Bolton’s Illegal War Plan for North Korea

John Bolton at the White House last month. Credit Mandel Ngan/Agence France-Presse — Getty Image
John Bolton at the White House last month. Credit Mandel Ngan/Agence France-Presse — Getty Image

John Bolton will assume office Monday with his first controversy as President Trump’s national security adviser awaiting him. Six weeks ago, he outlined his advocacy of an attack on North Korea in a Wall Street Journal op-ed titled “The Legal Case for Striking North Korea First.”

“Given the gaps in U.S. intelligence about North Korea,” he wrote, “we should not wait until the very last minute” to stage what he called a pre-emptive attack.

Mr. Bolton’s legal analysis is flawed and his strategic logic is dangerous. As he did before the 2003 Iraq war, he is obscuring the important distinction between preventive and pre-emptive attacks. Under rules of international law based on Daniel Webster’s interpretation of the Caroline case in 1837, a pre-emptive attack can be legal, but only if an adversary’s attack is imminent and unavoidable — when a need for self-defense is “instant” and “overwhelming.”

For example, if America had intelligence that North Korea had alerted military forces and was fueling long-range missiles on their launchpads or rolling out missile launcher vehicles, the United States could reasonably assume an attack was imminent and unavoidable and could legally launch a pre-emptive strike in what international lawyers call “anticipatory self-defense.”

However, if America attacked because President Trump was worried that continued North Korean missile and nuclear weapons development would ultimately increase Pyongyang’s ability to hold American cities at risk, the strike would no longer be “anticipatory” or “pre-emptive.” It would clearly be preventive — in legal terms, no different from a North Korean first strike against America motivated by Kim Jong-un’s fear that America might one day attack North Korea.

Preventive strikes are not legal under international law or the United Nations Charter. Indeed, the charter has a name for such an operation. It is “aggression.”

A disingenuous lawyer might argue that an attack on North Korea would not be a first strike but merely another strike in a continuing conflict, because combat in the Korean War halted in 1953 with an armistice, not a peace treaty. But that is specious. Given the armistice’s indefinite duration — during which the parties committed to “a complete cessation of hostilities” — the right to resume hostilities would require a new legal justification.
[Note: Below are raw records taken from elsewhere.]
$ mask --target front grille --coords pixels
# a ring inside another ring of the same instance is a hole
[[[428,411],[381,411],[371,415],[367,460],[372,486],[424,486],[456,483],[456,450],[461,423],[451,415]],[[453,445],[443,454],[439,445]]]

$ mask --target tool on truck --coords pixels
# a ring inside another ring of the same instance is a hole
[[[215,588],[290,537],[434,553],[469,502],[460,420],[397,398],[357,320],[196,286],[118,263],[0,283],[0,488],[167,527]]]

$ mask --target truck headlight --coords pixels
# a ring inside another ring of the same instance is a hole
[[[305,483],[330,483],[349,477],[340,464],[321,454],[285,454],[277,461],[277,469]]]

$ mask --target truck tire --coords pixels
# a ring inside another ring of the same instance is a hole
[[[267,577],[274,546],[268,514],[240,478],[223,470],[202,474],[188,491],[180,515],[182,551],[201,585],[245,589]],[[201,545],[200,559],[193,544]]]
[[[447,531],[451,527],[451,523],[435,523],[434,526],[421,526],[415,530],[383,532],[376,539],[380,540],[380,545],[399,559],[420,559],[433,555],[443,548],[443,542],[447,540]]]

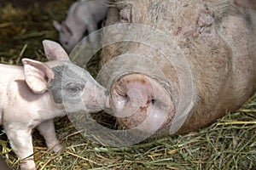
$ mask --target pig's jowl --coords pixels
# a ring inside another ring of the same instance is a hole
[[[118,35],[120,42],[102,50],[101,65],[109,74],[102,82],[110,84],[110,105],[121,127],[158,135],[193,131],[238,109],[255,92],[256,11],[247,7],[249,1],[122,0],[114,4],[107,26],[118,29],[104,31],[104,41]],[[137,24],[166,37],[154,37],[143,29],[136,32],[131,27]],[[122,42],[131,34],[148,38],[148,44]],[[190,69],[183,75],[173,62],[182,55]],[[143,58],[154,66],[140,62]],[[154,67],[165,79],[152,71]],[[183,83],[189,74],[192,88]],[[183,118],[177,110],[185,91],[193,95]]]

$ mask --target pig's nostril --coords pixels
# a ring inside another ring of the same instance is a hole
[[[151,99],[151,103],[152,103],[152,105],[154,105],[154,102],[155,102],[155,99]]]
[[[125,98],[126,98],[126,102],[129,102],[129,101],[130,101],[130,97],[129,97],[129,95],[126,95]]]

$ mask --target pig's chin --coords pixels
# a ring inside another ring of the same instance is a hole
[[[175,113],[169,93],[148,76],[129,74],[111,88],[110,105],[119,124],[154,133],[167,126]]]

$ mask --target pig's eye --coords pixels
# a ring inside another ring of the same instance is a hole
[[[80,91],[83,91],[83,89],[84,88],[84,85],[81,84],[77,84],[77,83],[69,83],[67,85],[67,90],[68,93],[71,94],[78,94]]]

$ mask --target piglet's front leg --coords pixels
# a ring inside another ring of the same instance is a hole
[[[20,159],[20,170],[34,170],[32,129],[20,128],[19,125],[5,127],[6,134],[14,151]]]
[[[58,152],[62,150],[62,146],[56,138],[53,119],[41,122],[37,128],[41,135],[44,136],[48,149],[52,150],[54,152]]]

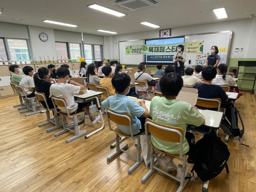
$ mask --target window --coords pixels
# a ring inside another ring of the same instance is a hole
[[[55,43],[57,60],[67,59],[68,58],[66,43]]]
[[[92,63],[92,59],[93,59],[91,45],[84,44],[84,47],[85,62],[87,64],[91,64]]]
[[[76,59],[81,57],[80,44],[79,43],[70,43],[69,51],[71,59]]]
[[[7,39],[10,60],[27,61],[30,59],[27,40]]]
[[[3,39],[0,38],[0,62],[6,61],[8,60],[7,55],[6,55],[6,53],[5,52]]]

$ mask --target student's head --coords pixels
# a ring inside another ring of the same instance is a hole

A domestic legal issue also arises because President Trump lacks constitutional authority to launch a preventive strike against North Korea. The power to declare war lies with Congress. Without its approval, the commander in chief’s powers allow him to introduce American forces into areas of hostilities only in emergencies or military situations “short of war.” Mr. Bolton’s insistence on not waiting until “the very last minute” to attack inadvertently acknowledges that such a strike wouldn’t be an emergency response that would provide an arguable constitutional basis for a president to act without congressional approval.

Mr. Bolton did, however, raise a useful analogy that evokes the need to assess laws in the context of strategic imperatives: the Israeli air attacks on the Osirak nuclear reactor in Iraq in 1981 and on a Syrian nuclear reactor in 2007. Both strikes were arguably illegal, since there was no imminent threat to Israel. But we would argue that Israel’s strikes were nevertheless wise, given the longstanding threats against it from dictatorships in Baghdad and Damascus, and the low risk that the attacks would escalate into a war. The attacks could be called, in legal terms, “illegal but legitimate.” Israel could argue that its formal violation of the law should be excused because it saved the world from new nuclear threats from Iraq and Syria.
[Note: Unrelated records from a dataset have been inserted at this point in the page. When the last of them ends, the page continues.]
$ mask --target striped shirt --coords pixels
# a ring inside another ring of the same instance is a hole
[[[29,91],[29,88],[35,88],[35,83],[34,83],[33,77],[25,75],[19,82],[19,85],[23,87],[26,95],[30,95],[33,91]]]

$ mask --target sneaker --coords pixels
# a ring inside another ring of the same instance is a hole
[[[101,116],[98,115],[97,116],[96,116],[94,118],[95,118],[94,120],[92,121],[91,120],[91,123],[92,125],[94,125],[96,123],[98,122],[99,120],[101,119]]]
But that is where Mr. Bolton’s analogy breaks down. The critical difference between an American preventive strike today and Israeli strikes in 1981 and 2007 is in their timing and the predictable consequences. Israel did not risk nuclear retaliation in attacking the Iraqi and Syrian reactors, which had not yet been activated. By contrast, North Korea could already launch nuclear attacks against South Korea and Japan, and devastate Seoul with artillery fire, even if its ability to strike the continental United States is uncertain.

This is the final strategic illogic of Mr. Bolton’s advocacy of preventive war. It is too late for such an attack to succeed without unacceptable retaliation. No American preventive strike could guarantee 100 percent effectiveness. If even one North Korean nuclear weapon were to remain and be launched against Seoul, an estimated 622,000 South Koreans would be killed outright. A similar catastrophe could be wrought on Tokyo. An estimated 250,000 United States citizens and 68,000 American troops also live in harm’s way in South Korea and Japan.

Despite Mr. Bolton’s enthusiasm, there are no tolerable military options for confronting North Korea. Congress does not have a vote in confirming the president’s national security adviser. But it should have a voice in rejecting dangerous threats to unleash an illegal and disastrous preventive war.

Scott D. Sagan is a professor of political science at Stanford. Allen S. Weiner is a senior lecturer in law at Stanford Law School.